Smith made the prediction on ESPN's First Take on Friday morning while sitting alongside NBA legend Magic Johnson (the joke about tampering with Giannis may have been the highlight of the segment).

"The Philadelphia 76ers are going to the NBA Finals," Smith declares. "I'm going to defer to my man Jalen Rose when he points out that Boston arguably has the best perimeter shooting team. We can't ignore that. Toronto lost Kawhi, ain't nothing to discuss. The Greek Freak, as phenomenal as he is, the combo of not having a reliable perimeter shot combined with Malcolm Brogdon being in Indiana..."

"My attitude is, I don't like the fact that Philly lost JJ Redick, that's a big loss to me," Smith continues. "The fact that Boston no longer has Al Horford and the Sixers do, not only somebody to pair with Embiid but to spell him whenever he's out. I'm going to believe Ben Simmons has been working on his shot. I'm going to believe Tobias Harris doesn't have to worry about co-existing with Jimmy Butler and that's a plus. I'm going to believe Josh Richardson can play at both ends of the floor..."

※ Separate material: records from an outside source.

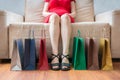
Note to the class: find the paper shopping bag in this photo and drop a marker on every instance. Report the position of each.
(43, 60)
(17, 55)
(30, 55)
(105, 58)
(79, 61)
(91, 50)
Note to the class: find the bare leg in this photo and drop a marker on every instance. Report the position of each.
(54, 35)
(66, 33)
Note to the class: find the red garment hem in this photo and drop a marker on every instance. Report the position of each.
(47, 19)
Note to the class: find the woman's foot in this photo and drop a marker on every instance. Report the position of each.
(65, 65)
(55, 65)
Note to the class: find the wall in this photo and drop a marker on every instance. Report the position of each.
(18, 5)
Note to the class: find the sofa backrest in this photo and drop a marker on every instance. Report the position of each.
(34, 8)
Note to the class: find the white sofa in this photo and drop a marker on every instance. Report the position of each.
(102, 25)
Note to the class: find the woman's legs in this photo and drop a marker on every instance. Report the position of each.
(54, 35)
(65, 33)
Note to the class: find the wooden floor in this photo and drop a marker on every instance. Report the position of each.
(6, 74)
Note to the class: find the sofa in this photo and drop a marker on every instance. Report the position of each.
(14, 26)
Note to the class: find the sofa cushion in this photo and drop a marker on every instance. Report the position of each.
(34, 8)
(88, 29)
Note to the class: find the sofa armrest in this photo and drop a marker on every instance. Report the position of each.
(113, 18)
(5, 19)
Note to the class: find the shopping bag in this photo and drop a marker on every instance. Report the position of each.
(91, 50)
(105, 59)
(79, 61)
(30, 54)
(43, 59)
(17, 55)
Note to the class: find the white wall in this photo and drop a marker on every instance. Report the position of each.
(18, 5)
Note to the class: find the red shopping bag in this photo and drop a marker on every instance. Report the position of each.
(43, 60)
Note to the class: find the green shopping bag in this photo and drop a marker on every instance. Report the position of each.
(78, 60)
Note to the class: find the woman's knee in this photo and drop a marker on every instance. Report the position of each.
(54, 18)
(65, 17)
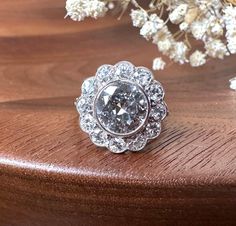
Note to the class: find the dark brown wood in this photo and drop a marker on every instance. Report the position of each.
(51, 174)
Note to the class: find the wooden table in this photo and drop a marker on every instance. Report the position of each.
(50, 172)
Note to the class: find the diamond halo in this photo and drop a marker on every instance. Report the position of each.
(121, 107)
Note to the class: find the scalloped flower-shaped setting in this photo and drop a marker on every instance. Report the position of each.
(121, 107)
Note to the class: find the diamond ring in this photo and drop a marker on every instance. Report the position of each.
(121, 107)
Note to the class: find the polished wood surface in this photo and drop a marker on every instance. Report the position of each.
(51, 174)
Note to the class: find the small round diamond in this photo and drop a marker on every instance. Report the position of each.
(155, 92)
(89, 86)
(159, 112)
(124, 69)
(83, 105)
(153, 130)
(87, 123)
(99, 137)
(104, 73)
(121, 108)
(117, 145)
(137, 143)
(143, 76)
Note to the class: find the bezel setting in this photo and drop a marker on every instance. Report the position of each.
(121, 107)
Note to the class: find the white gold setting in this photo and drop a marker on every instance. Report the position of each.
(121, 107)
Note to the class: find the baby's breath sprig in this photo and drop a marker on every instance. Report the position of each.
(212, 22)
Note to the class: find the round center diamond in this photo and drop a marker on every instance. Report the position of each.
(121, 108)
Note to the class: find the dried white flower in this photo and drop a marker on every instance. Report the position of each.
(158, 64)
(232, 44)
(139, 17)
(76, 9)
(95, 8)
(197, 59)
(79, 9)
(211, 22)
(184, 26)
(178, 14)
(216, 49)
(179, 52)
(151, 27)
(199, 29)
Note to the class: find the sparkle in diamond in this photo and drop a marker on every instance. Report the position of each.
(121, 107)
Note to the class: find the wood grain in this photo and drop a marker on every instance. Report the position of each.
(50, 172)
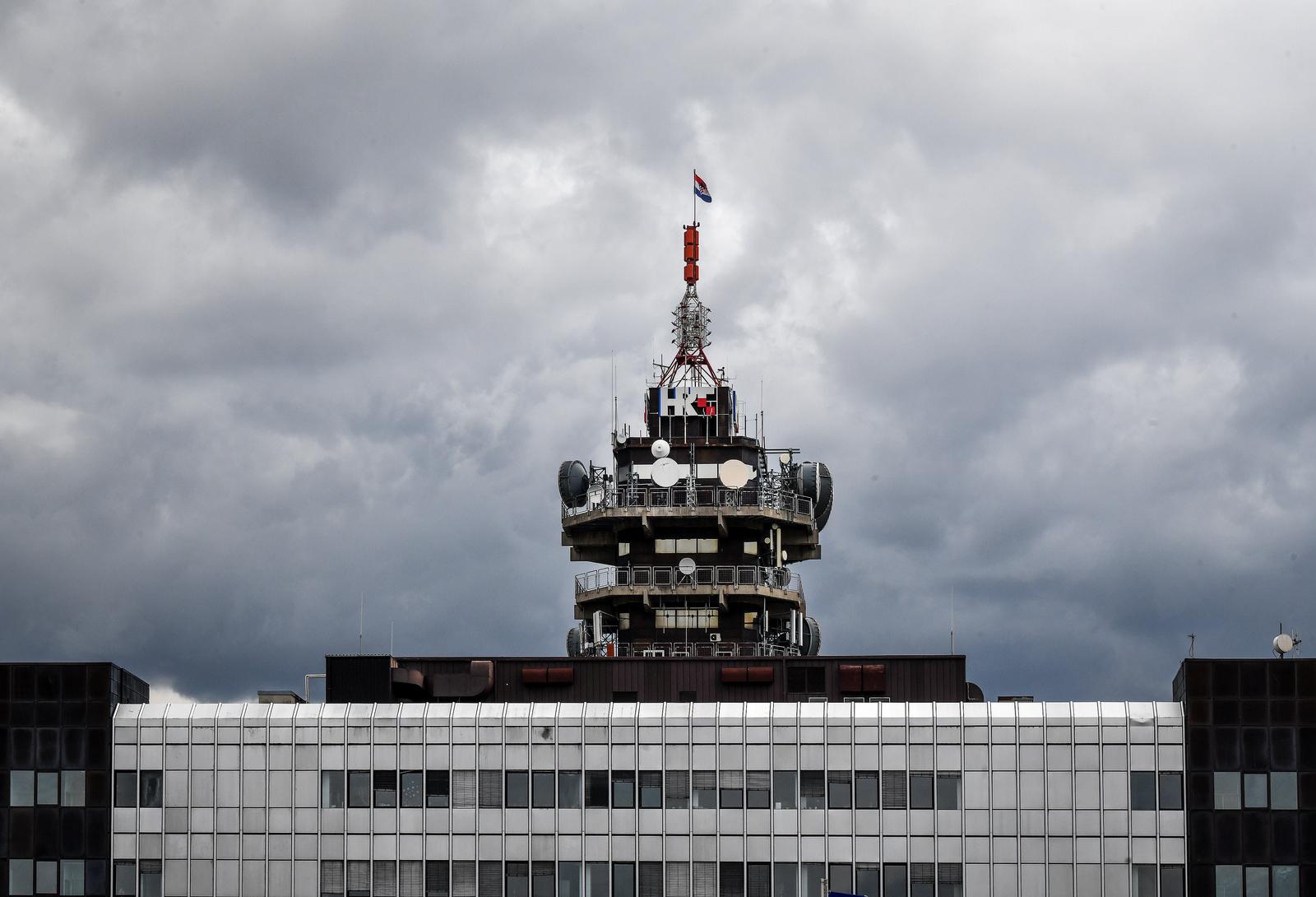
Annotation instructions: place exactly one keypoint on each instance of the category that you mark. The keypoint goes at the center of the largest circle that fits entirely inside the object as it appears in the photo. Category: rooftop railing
(677, 497)
(671, 577)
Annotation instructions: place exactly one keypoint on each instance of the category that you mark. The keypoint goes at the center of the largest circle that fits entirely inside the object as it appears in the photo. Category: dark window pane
(436, 789)
(1171, 791)
(386, 788)
(519, 791)
(1142, 789)
(412, 788)
(125, 794)
(569, 792)
(541, 788)
(920, 791)
(359, 791)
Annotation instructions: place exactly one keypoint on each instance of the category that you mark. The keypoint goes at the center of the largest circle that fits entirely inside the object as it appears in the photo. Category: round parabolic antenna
(665, 473)
(813, 636)
(572, 484)
(813, 480)
(734, 473)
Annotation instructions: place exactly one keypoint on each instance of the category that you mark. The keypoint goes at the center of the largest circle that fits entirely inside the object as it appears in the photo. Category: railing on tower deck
(655, 497)
(671, 577)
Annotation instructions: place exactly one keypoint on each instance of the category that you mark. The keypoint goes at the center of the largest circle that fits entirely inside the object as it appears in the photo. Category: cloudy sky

"I'm a little suspect on their bench, but I think the Sixers are going to be playing in June."

On the bright side for Philly fans, it's not like Smith is making some bold proclamation here. FiveThirtyEight's prediction model actually gives the Sixers the best chances of making the Finals of any team in the NBA given the East's weaker make up than the West. In fact, they give the Sixers almost twice as good a chance of doing so than the next closest Eastern contender the Bucks (54% vs. 27%).

So Stephen A. isn't going out on a limb, but it never feels great when he picks your squad in anything.